To produce PDF documents you will also need to install WeasyPrint. Do this after installing the python packages in the Pipfile;

MacOS: brew install weasyprint

Linux: https://weasyprint.readthedocs.io/en/stable/install.html#debian-ubuntu

To digitally sign documents endesive requires the OS library swig to be installed. To install run brew install swig

A .p12 file is also required. Please see https://uktrade.atlassian.net/wiki/spaces/ILT/pages/1390870733/PDF+Document+Signing

API Docs available on GitHub Pages

For more docs on the development process and ongoing dev work, check out LITE House Keeping.

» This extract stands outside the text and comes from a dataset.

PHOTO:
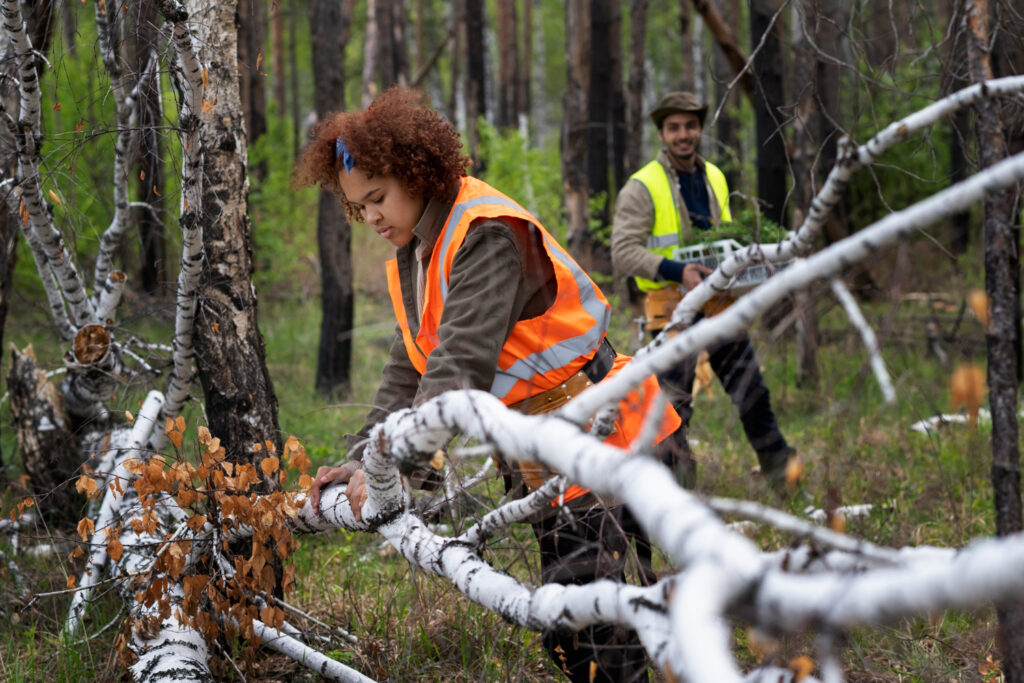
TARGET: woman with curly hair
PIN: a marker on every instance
(485, 299)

Running locally without Docker

ER diagrams can be viewed in docs/entity-relation-diagrams/.

You'll need to install any dev graphviz dependencies (on ubuntu sudo apt install libgraphviz-dev) and then pygraphviz.

brew install graphviz
pip install pygraphviz

Gegenerate diagrams

DJANGO_SETTINGS_MODULE=api.conf.settings_dev pipenv run ./manage.py create_er_diagrams

• pipenv run pytest

• pipenv pytest --cov=. --cov-report term --cov-config=.coveragerc

lite-api - Service for handling backend calls in LITE.

lite-frontend - The web frontend for LITE.

pipenv run bandit -r .

The control list entries are maintained in an Excel sheet in an internal repo. They are arranged in a tree structure with each category in a different sheet. As with the changes in policy we need to update the list. This involves adding new entries, decontrolling existing entries or updating the description of entries.

To add a new entry simply add the description, rating at the correct level. Mark whether it is decontrolled or not by entering 'x' in the decontrolled column. Usually everything is controlled unless otherwise marked in this column.

If only description is to be updated then just edit the description text.

Once the changes are done run the seed command to populate the database with the updated entries and ensure no errors are reported.

pipenv run ./manage.py seedcontrollistentries

Deploy the API so that it picks up the updated entries in the corresponding environment. Because of the way the seeding commands are executed during deployment we have to deploy twice to see these changes. During deployment it first runs the seed commands and then deploys new changes so during the first deployment we are still seeding existing entries. If we deploy twice then the updated entries get seeded.

Once the API is deployed then restart the frontends because the control list entries are cached in the frontend and to discard them and pull the updated list we need to restart the app.

The makefile in the top-level directory is where frequently used shell commands can be stored for convenience. For example, running the command:

make seed

is equivalent to

./manage.py seedrolepermissions
./manage.py seedinternalusers
./manage.py seedexporterusers

but is more convenient to use. This is helpful to have when doing things like tearing down and setting up the database multiple times per day.

The commands should be self-documenting with a name that clearly describes what the command does.